The second instalment of the Teagasc beef conference on Wednesday 8 December included a presentation on the implications of slaughter age of beef cattle on greenhouse gas (GHG) emissions from Paul Crosson, beef enterprise leader at Teagasc Grange.

From the outset, Crosson outlined the positive story Irish beef had to tell with one of the lowest beef carbon footprints in Europe and indeed across the world at around 20kgCO2 e/kg beef.

This figure comes from the carbon emissions of both the cow (to produce the calf) and then that animal throughout its production system.

However, there are clear areas that can be improved within the system to decrease overall GHG emissions further in the future.

Such areas include reducing the age at first calving to 24 months, increasing the number of calves weaned per 100 cows to the bull and selectively breeding for lower methane producing animals.

All of these measures are inefficiencies within the system that, if improved on, work hand in hand with productive livestock systems and make both economic and environmental sense.

Reduced slaughter age

Reducing slaughter age also has the potential to reduce the overall GHG emissions from beef systems.

Crosson outlined that a typical beef system in Ireland, at an average slaughter age of 28 months old, has a total GHG emissions (kgCO2e/head) figure of just over 7 tonnes.

If we were to reduce slaughter age by one month, it would potentially reduce the total GHG emissions by around 250kg/head – a reduction of somewhere around 3.6% per animal.
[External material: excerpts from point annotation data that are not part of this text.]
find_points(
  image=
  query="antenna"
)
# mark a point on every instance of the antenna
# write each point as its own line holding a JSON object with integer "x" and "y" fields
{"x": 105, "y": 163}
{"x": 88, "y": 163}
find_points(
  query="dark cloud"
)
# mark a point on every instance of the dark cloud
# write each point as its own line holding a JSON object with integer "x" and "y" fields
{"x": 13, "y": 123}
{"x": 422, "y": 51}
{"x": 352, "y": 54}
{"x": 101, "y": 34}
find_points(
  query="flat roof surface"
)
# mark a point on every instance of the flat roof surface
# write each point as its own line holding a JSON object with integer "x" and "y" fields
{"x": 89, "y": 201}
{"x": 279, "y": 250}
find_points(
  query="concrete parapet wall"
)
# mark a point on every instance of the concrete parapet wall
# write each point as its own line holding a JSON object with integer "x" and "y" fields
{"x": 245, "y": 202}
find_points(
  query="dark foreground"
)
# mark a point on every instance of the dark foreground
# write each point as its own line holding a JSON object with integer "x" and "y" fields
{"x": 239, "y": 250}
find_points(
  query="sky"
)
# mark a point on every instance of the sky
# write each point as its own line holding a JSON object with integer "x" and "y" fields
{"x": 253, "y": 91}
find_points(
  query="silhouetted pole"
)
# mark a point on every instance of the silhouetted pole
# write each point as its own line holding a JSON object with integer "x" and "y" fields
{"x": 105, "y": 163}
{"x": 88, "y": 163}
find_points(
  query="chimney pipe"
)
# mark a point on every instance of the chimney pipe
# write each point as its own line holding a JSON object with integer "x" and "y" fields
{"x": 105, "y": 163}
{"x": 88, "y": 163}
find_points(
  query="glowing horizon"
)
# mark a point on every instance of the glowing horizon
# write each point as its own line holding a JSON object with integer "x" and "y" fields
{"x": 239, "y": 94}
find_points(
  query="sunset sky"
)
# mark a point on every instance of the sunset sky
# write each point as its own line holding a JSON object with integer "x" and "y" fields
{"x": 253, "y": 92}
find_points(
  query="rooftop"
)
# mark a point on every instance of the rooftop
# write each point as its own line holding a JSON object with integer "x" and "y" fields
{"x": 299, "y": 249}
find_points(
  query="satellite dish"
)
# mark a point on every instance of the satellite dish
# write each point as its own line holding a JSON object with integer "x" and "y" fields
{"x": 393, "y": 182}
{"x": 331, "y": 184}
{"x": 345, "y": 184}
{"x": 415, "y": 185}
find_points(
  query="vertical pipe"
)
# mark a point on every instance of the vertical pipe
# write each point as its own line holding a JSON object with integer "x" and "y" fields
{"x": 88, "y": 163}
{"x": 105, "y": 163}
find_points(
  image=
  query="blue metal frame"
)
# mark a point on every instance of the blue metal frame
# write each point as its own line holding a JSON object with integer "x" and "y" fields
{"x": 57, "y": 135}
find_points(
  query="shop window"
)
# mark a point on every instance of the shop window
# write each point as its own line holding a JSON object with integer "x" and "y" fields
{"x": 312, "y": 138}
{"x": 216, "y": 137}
While this may sound like a small decrease on a per-head basis, when calculated across the entire beef industry, across the 1.5m prime animals slaughtered each year, it equates to a direct reduction of 0.2Mt (megatons) to 0.3Mt GHG emissions for each month reduction in slaughter age.

Added to this are reductions from indirect emissions due to a reduced production system length.

These include reductions in soil emissions and emissions associated with purchasing fertiliser and when added together, increases the overall benefit to between 0.3Mt and 0.5Mt GHG emissions for each month reduction in slaughter age.

Grass-based diets

However, research carried out at Teagasc Grange, looking at GHG emissions from various production systems, has shown that if a reduced slaughter age is achieved due to increased levels of concentrate input, there are no benefits in terms of GHG emissions per kilo of beef.

In fact, when comparing a 24-month system where cattle are slaughtered out of the shed in spring on a diet of silage plus concentrate (GC24 in Figure 1), versus a 28-month system off grass where no concentrate is fed (GO28 in Figure 1), the GHG emissions/kg beef are lower in the 28-month system.

This is due to the higher GHG emissions associated with concentrate feed compared to grass.

Figure 1 outlines the four production systems that were compared, all of which used continental-bred steers.

The system profiled that had the lowest GHG emissions/kg beef (red line on graph) was where animals were slaughtered off grass at the end of the second grazing season from a grass-only diet (GO20).

However, there were issues over hitting carcase specification in this system in terms of carcase fat score.


Reducing the slaughter age of beef cattle has the potential to reduce total GHG emissions from the system, but as this study indicates, diet is just as important a factor.

GHG emissions per kilo of beef should be the main focus as a per-head basis can mask the true figure.

There are two key components to the GHG emissions per kilo of beef – age at slaughter and carcase weight.

A heavier carcase weight means there are more kilos of beef to divide the emissions over.

It is for this reason that under 16-month bull beef systems, despite having a higher concentrate input, come out favourably in terms of GHG emissions per kilo of meat.

Recent research has backed this point up once again and, in the coming weeks, the Irish Farmers Journal will explore these numbers further.

Ireland is a predominantly steer-producing country due to our reliance on the UK market. We are told that UK consumers want steer beef.

However, in a time where consumers are becoming more aware of the carbon footprint of their diet, would a lower GHG emissions alternative, if marketed as such, not be welcomed?